Aux européennes du 26 mai 2019, le candidat d’Europe Ecologie-Les Verts Yannick Jadot a recueilli 13,47 % des suffrages exprimés sur un positionnement ni gauche ni droite : « Le mandat que nous avons reçu, c’est de sauver l’avenir, pas le passé. » Depuis, il proclame sa volonté aux municipales de « gagner Paris, Nantes, Rennes, Toulouse »…. Il veut exercer le pouvoir, avec la présidentielle de 2022 en ligne de mire. Pourtant le parti était devenu ces derniers temps une coquille vide, dévitalisé par ses luttes internes et son alliance avec le PS de François Hollande. Une résurrection est-elle possible ? L’écologie politique peut-elle incarner un parti de gouvernement ? Le contexte s’y prête. L’écologie est devenue la principale préoccupation des électeurs et la grande cause de mobilisation des jeunes. Et si EELV se mettait comme les Verts allemands à s’unir tantôt avec la gauche, tantôt avec le centre droit pour exercer des responsabilités de premier plan, une page politique serait bel et bien tournée. C’en serait fini de « la social-écologie » à laquelle s’accrochent les socialistes pour tenter de refaire surface.*
Ce qui peut permettre le succès de ceux qui posent l’écologie comme pierre angulaire de toute politique, ce sont les urgences environnementales. Une prise de conscience réelle qui n’a qu’un an à peine. On votait Vert depuis la présidentielle de 1974 comme aiguillon pour faire avancer la cause écologique, aujourd’hui cela devient un vote de conviction. Voter Écolo, un vote utile, c’est nouveau et mobilisateur. L’attachement des populations à leur pays et à leur territoire sera une force considérable pour protéger ce qui peut encore l’être des désastres qui s’annoncent. Mais l’ampleur des mesures à prendre, qui doivent témoigner d’une rupture radicale avec la société de croissance, seront difficiles à prendre. Il suffit de se rappeler que les manifestations des Gilets jaunes pendant des mois et des mois avaient pour point de départ un refus de la taxe carbone, mesure pourtant indispensable pour réduire les émissions de gaz à effet de serre. Toutes les mesures jugées punitives et technocratiques visant à une transition autoritaire seraient largement rejetées. Il était facile d’agréger les votes sur « je suis le parti du climat et de l’avenir, on doit agir pour nos enfants ». Il sera beaucoup plus difficile de rassembler sur « on doit sortir du système productiviste, de la croissance économique, de la société de consommation, de la défense du pouvoir d’achat, et lourdement taxer les produits polluants du panier de la ménagère et du budget du conducteur ». D’autre part l’électeur peut rattacher un certain nombre de domaines à l’écologie, santé, Agriculture, Politique de l’énergie et du logement etc… Mais comment l’écologie politique peut-elle aborder d’autres facettes du pouvoir, la politique éducative, la Défense nationale, les Affaires Étrangères, les flux migratoires ?

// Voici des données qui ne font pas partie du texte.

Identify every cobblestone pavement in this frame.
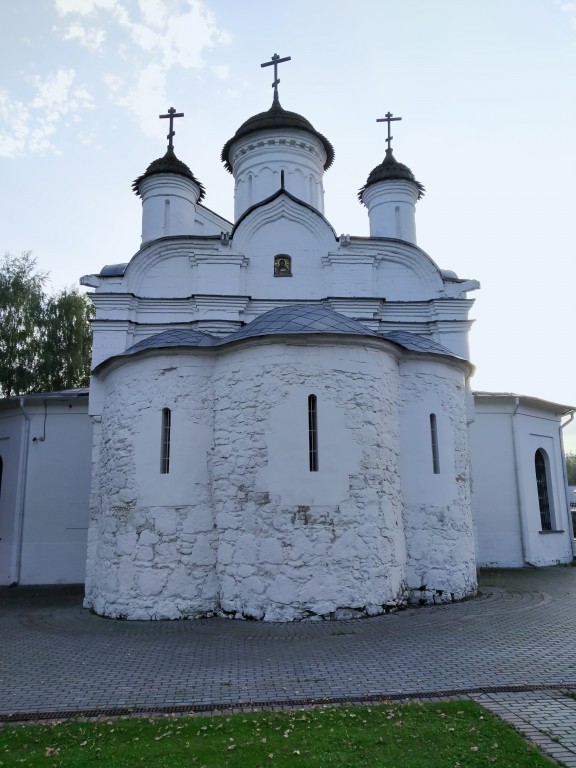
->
[0,567,576,768]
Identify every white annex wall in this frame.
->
[19,401,92,584]
[470,395,573,567]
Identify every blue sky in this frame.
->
[0,0,576,447]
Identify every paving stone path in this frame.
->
[0,567,576,768]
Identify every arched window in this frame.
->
[308,395,318,472]
[430,413,440,475]
[160,408,172,475]
[534,448,552,531]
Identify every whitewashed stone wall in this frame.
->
[85,355,218,619]
[86,337,475,621]
[400,357,477,604]
[213,343,405,621]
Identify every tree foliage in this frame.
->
[566,453,576,485]
[0,251,93,396]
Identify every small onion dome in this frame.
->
[221,98,334,173]
[358,149,426,202]
[132,149,206,203]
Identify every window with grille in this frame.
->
[308,395,318,472]
[160,408,172,475]
[430,413,440,475]
[534,448,552,531]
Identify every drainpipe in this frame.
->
[10,397,30,587]
[559,411,576,558]
[512,396,535,568]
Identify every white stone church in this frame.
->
[0,57,574,621]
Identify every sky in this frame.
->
[0,0,576,450]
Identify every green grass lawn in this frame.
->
[0,701,551,768]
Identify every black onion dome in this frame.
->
[221,99,334,173]
[132,149,206,203]
[358,149,426,202]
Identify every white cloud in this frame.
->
[210,64,230,80]
[0,69,94,157]
[106,62,166,136]
[64,22,106,53]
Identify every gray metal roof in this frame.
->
[381,331,463,360]
[123,328,220,355]
[132,148,206,203]
[95,304,462,370]
[221,98,334,173]
[358,149,426,202]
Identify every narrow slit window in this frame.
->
[160,408,172,475]
[534,448,552,531]
[308,395,318,472]
[430,413,440,475]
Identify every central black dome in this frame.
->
[221,99,334,173]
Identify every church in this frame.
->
[0,55,574,621]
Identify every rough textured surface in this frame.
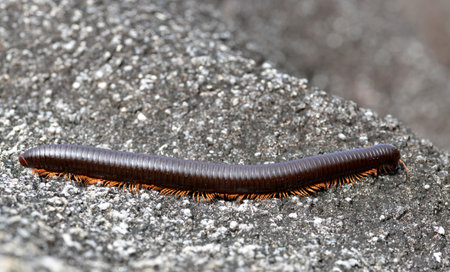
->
[215,0,450,150]
[0,1,450,271]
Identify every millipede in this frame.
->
[19,144,409,201]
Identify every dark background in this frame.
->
[216,0,450,150]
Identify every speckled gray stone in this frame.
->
[0,1,450,271]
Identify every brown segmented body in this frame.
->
[19,144,401,199]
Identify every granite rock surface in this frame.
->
[0,0,450,271]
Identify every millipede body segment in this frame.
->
[19,144,406,200]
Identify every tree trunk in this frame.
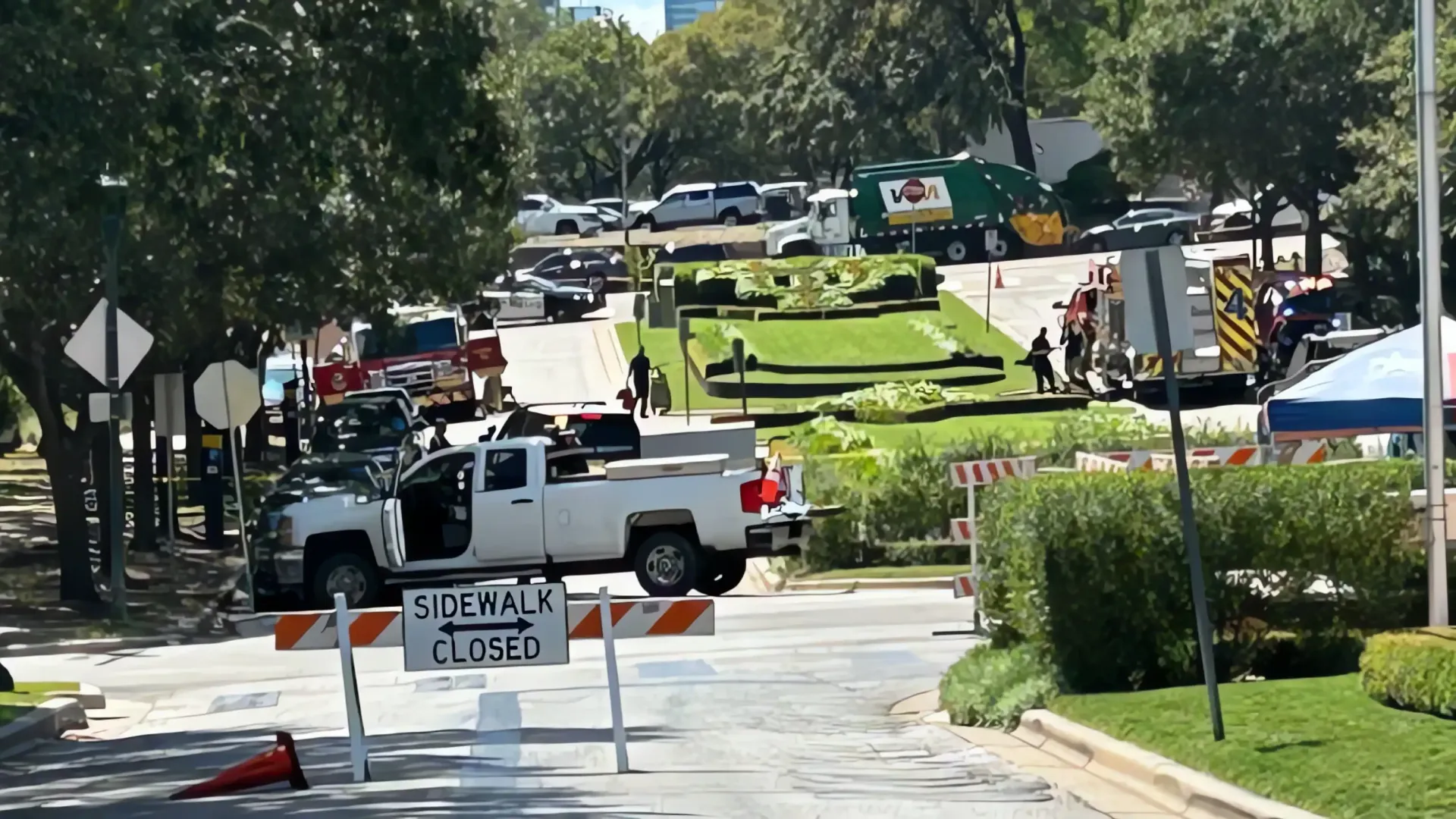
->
[131,379,157,551]
[1002,0,1037,174]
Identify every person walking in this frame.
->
[628,347,652,419]
[1031,328,1057,395]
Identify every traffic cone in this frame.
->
[172,732,309,802]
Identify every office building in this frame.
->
[663,0,722,30]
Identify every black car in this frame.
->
[309,395,429,472]
[247,452,391,610]
[481,272,606,322]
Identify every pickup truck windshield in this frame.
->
[312,400,410,453]
[358,319,460,359]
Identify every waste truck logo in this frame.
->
[880,177,952,224]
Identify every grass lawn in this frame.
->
[1051,675,1456,819]
[795,566,970,580]
[758,408,1131,449]
[616,293,1035,411]
[0,682,80,726]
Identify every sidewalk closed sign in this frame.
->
[403,583,571,672]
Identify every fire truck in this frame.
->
[1053,256,1341,400]
[313,307,505,421]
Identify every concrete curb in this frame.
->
[0,692,87,759]
[785,577,956,592]
[0,634,195,657]
[1012,710,1320,819]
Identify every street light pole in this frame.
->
[100,179,127,621]
[1415,0,1450,625]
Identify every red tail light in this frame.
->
[738,478,763,512]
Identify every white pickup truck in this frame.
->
[268,438,831,607]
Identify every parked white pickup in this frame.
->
[271,438,814,607]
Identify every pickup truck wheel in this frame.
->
[313,552,381,609]
[693,552,748,598]
[632,532,701,598]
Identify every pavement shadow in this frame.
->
[0,729,681,819]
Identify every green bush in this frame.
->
[1360,628,1456,717]
[660,253,937,310]
[977,463,1423,694]
[940,644,1057,730]
[804,436,1025,571]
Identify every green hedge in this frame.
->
[1360,628,1456,717]
[658,253,937,309]
[977,463,1423,692]
[940,644,1057,730]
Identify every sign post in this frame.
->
[192,360,264,609]
[1141,248,1223,742]
[403,583,571,672]
[986,228,1000,332]
[900,177,924,255]
[65,290,153,620]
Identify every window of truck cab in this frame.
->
[358,318,460,359]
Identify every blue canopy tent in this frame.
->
[1263,318,1456,443]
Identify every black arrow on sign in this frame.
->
[440,617,536,637]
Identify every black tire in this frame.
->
[632,532,703,598]
[309,552,384,609]
[693,551,748,598]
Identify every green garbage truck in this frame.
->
[764,153,1070,264]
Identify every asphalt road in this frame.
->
[0,577,1102,819]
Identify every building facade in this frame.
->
[663,0,722,30]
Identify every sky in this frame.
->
[573,0,665,42]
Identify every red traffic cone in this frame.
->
[172,732,309,800]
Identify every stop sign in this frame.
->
[900,177,924,204]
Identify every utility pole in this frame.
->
[100,179,127,621]
[1415,0,1450,625]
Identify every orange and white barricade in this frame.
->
[274,585,715,783]
[951,455,1037,631]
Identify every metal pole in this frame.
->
[597,586,628,774]
[102,213,127,621]
[1147,251,1223,742]
[223,366,261,612]
[1415,0,1450,625]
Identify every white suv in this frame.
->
[645,182,763,231]
[516,194,601,236]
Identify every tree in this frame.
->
[519,20,657,199]
[1086,0,1398,270]
[1335,0,1456,325]
[0,0,514,601]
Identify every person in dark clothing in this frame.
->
[1062,324,1083,389]
[1031,328,1057,395]
[628,347,652,419]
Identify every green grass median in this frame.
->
[1051,675,1456,819]
[0,682,82,726]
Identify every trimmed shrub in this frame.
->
[1360,628,1456,717]
[940,644,1057,730]
[977,463,1423,694]
[661,253,937,309]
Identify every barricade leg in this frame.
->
[597,586,628,774]
[334,593,370,783]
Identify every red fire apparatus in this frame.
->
[313,307,505,421]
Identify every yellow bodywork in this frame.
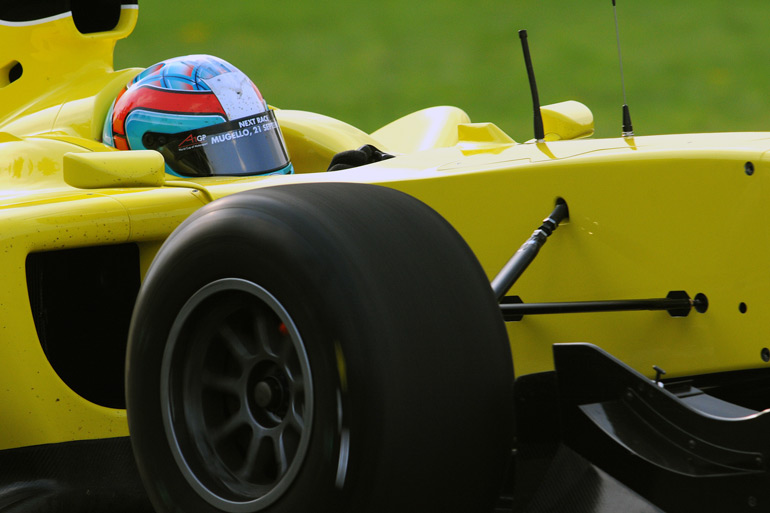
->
[0,8,770,449]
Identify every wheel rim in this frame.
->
[161,278,313,513]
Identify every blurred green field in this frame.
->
[115,0,770,141]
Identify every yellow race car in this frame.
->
[0,0,770,513]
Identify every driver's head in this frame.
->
[103,55,293,176]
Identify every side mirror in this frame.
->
[64,150,166,189]
[540,100,594,141]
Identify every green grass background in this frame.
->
[115,0,770,141]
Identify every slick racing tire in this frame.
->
[126,183,513,513]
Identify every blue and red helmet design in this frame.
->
[102,55,293,175]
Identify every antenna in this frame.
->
[519,29,544,142]
[612,0,634,137]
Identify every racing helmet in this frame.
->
[102,55,293,177]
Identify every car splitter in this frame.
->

Qui peut imaginer que le défi écologique pourra se relever seulement à la marge ? Chaque ministère traditionnel devrait avoir une optique écologique explicite dans son périmètre d’action. Par exemple, le ministère de la Jeunesse, qui actuellement ne s’intéresse qu’aux jeunes d’aujourd’hui, sera également celui des Générations futures. Nous voulons un gouvernement qui considère que l’écologie est un problème transversal, qui doit être traité en synergie par tous les ministres sans exception :
- ministre de l’Économie biophysique et des Flux financiers
- ministre de l’Énergie durable en adéquation avec les besoins
- ministre de l’Équilibre entre population et alimentation
- ministre du Travail et du Temps partagé
- ministre de la Protection civile des populations
- ministre de la Relocalisation et de la mobilité
- ministre des techniques douces et appropriées
- ministre de l’Espérance de vie en bonne santé
- ministre de la Sobriété partagée et de la Lutte contre les inégalités
- ministre de la Jeunesse et des Générations futures
- ministre de la Nature et de la Biodiversité
- ministre de la Subsidiarité entre territoires
NB : Dans son livre « L’écologie à l’épreuve du pouvoir » (2016), Michel Sourrouille détaille le programme de chacun de ces ministères en montrant que l’écologie est la matrice dans laquelle doit se former tous les autres paramètres : un politique performant est d’abord un bon écologiste.